Destroy both the `CKO_PRIVATE_KEY` and the `CKO_PUBLIC_KEY` objects whose
`CKA_LABEL` matches `object=` in `object_uri`.

```python
token.delete_key("pkcs11:token=MySoftHSM2Token0;object=caKey")
```

### `generate_key_pair(key_type, param, label, extractable=False)`

```text
token.generate_key_pair(
    key_type: str,
    param: int | str,
    label: str,
    extractable: bool = False,
) -> PrivateKey
```

Generate a key pair on the token and return the private key.  Both objects are
stored with `CKA_TOKEN = true` so they survive session close.

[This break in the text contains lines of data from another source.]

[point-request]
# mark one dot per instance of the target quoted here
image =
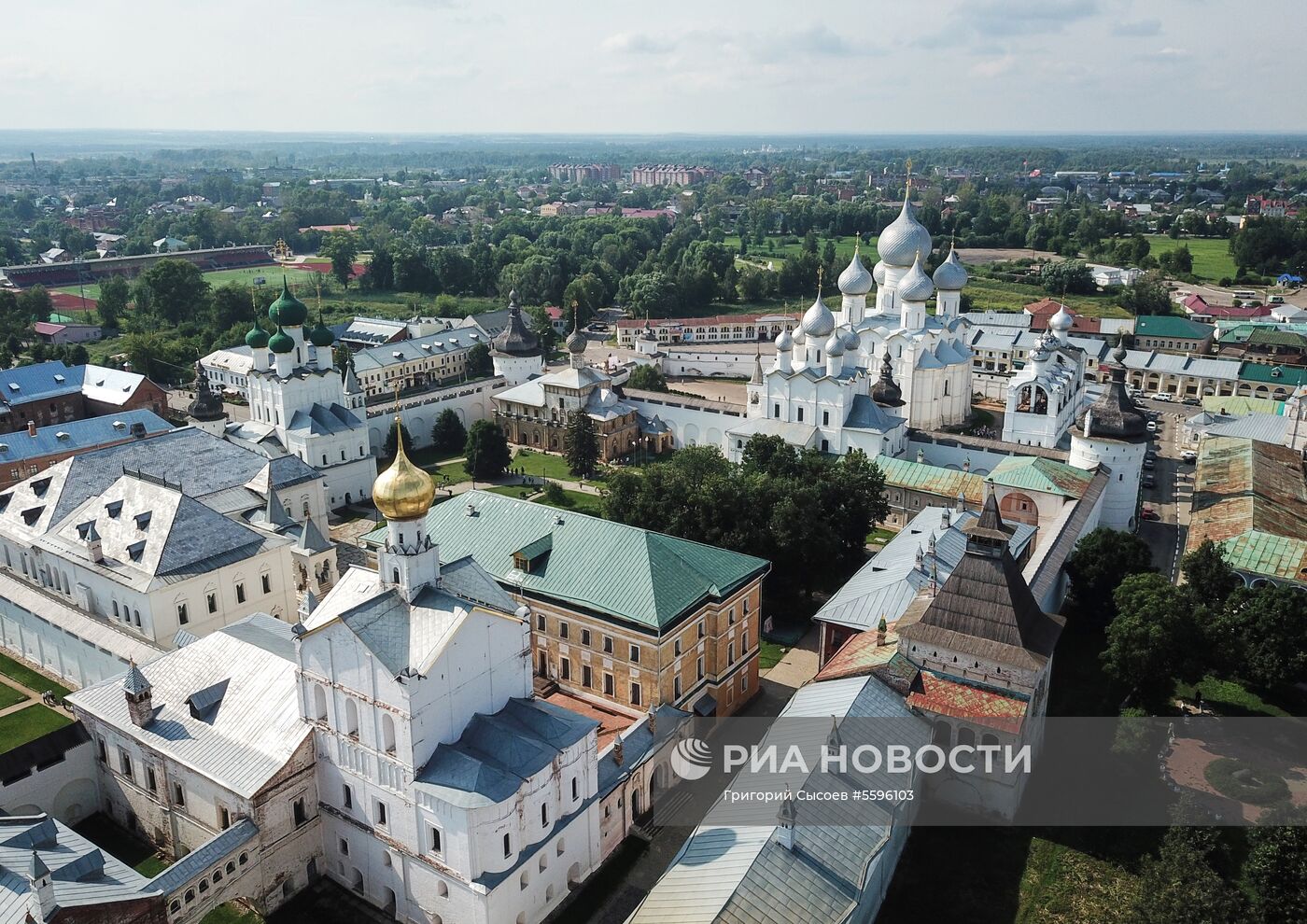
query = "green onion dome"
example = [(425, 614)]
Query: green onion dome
[(320, 336), (288, 310), (281, 342)]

| `key_type` | `param` type | `param` value |
|---|---|---|
| `"rsa"` | `int` | modulus bit-length, e.g. `2048`, `3072`, `4096` |
| `"ec"` | `str` | NIST curve: `"P-256"`, `"P-384"`, `"P-521"` |
| `"ed25519"` | ignored ||
| `"ed448"` | ignored ||
| `"ml-dsa"` | `str` | `"ML-DSA-44"`, `"ML-DSA-65"`, or `"ML-DSA-87"` |
| `"ml-kem"` | `str` | `"ML-KEM-512"`, `"ML-KEM-768"`, or `"ML-KEM-1024"` |

Set `extractable=True` only when key export is explicitly required (e.g. software
tokens used in backup scenarios).  The default `False` generates a
hardware-resident key that cannot leave the token.

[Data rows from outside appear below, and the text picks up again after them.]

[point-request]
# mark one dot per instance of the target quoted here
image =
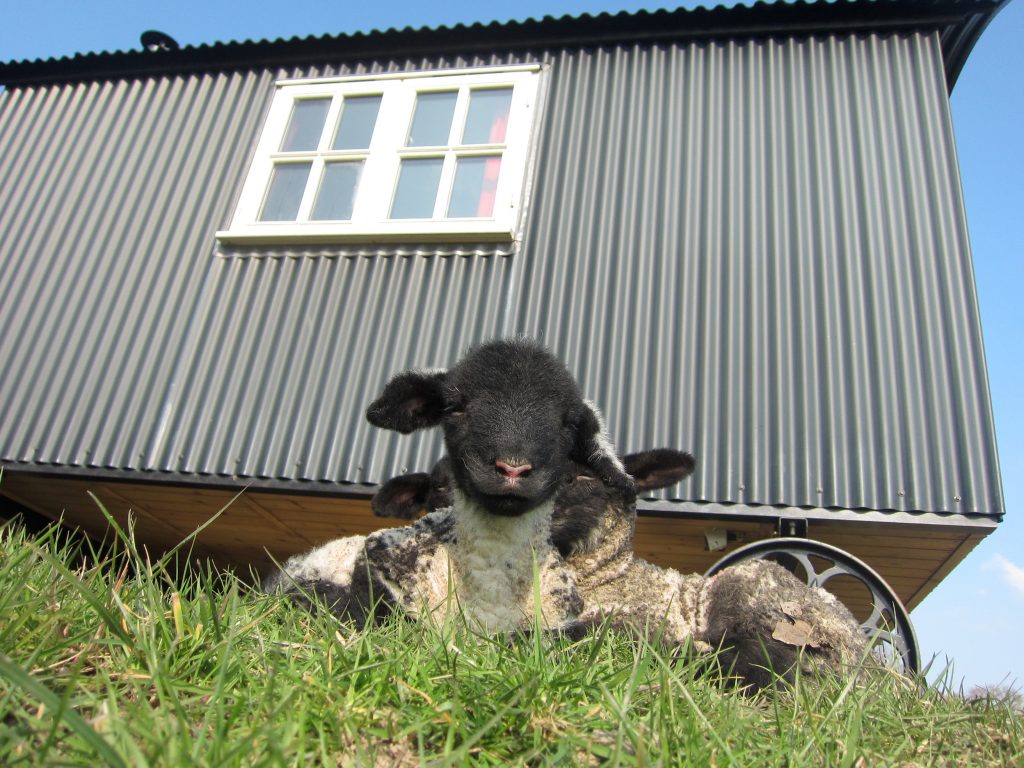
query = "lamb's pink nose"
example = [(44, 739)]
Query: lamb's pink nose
[(512, 471)]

The PKCS#11 session used for generation is closed before the key is loaded
back through the active crypto backend.  This ensures that the returned
`PrivateKey` carries a fully populated SPKI and is ready for immediate use.

```python
rsa_key  = token.generate_key_pair("rsa", 4096, "caKey")
ec_key   = token.generate_key_pair("ec", "P-256", "ecKey")
dsa_key  = token.generate_key_pair("ml-dsa", "ML-DSA-65", "pqKey")
```

## `KeyInfo`

Returned by `Pkcs11Token.list_keys()`.

| Property | Type | Description |
|---|---|---|
| `label` | `str` | `CKA_LABEL` of the private key object |
| `id` | `bytes` | `CKA_ID` bytes; may be empty if the token does not set this attribute |
| `key_type` | `str` | `"RSA"`, `"EC"`, `"Ed"`, `"ML-DSA"`, `"ML-KEM"`, or `"Unknown"` |
| `key_bits` | `int` | RSA modulus length in bits (from `CKA_MODULUS`); `0` for all non-RSA types |

## Full class stubs

```python
class SlotInfo:
    slot_id: int
    token_label: str
    manufacturer_id: str
    model: str
    serial_number: str
    flags: int   # CKF_* bitmask; see table above

class KeyInfo:
    label: str
    id: bytes
    key_type: str
    key_bits: int

class Pkcs11Token:
    def __init__(self, uri: str, module: str | None = None) -> None: ...
    def find_key(self, object_uri: str) -> bool: ...
    def list_keys(self) -> list[KeyInfo]: ...
    def delete_key(self, object_uri: str) -> None: ...
    def generate_key_pair(
        self,
        key_type: str,
        param: int | str,
        label: str,
        extractable: bool = False,
    ) -> PrivateKey: ...

def list_slots(module: str | None = None) -> list[SlotInfo]: ...
```

## PKCS#11 URI format (RFC 7512)

```
pkcs11:<path-attrs>(?<query-attrs>)
```

- Path attributes are separated by `;`: `token=`, `object=`, `id=`, `module-path=`
- Query attributes follow `?` and are separated by `&`: `pin-value=`

```
pkcs11:token=MySoftHSM2Token0;object=caKey?pin-value=1234
pkcs11:token=MyHSM;object=signingKey;module-path=/opt/vendor/pkcs11.so?pin-value=secret
```

See also [PublicKey and PrivateKey](keys.md) for loading a token-resident key
via `PrivateKey.from_pkcs11_uri` and using it directly for signing.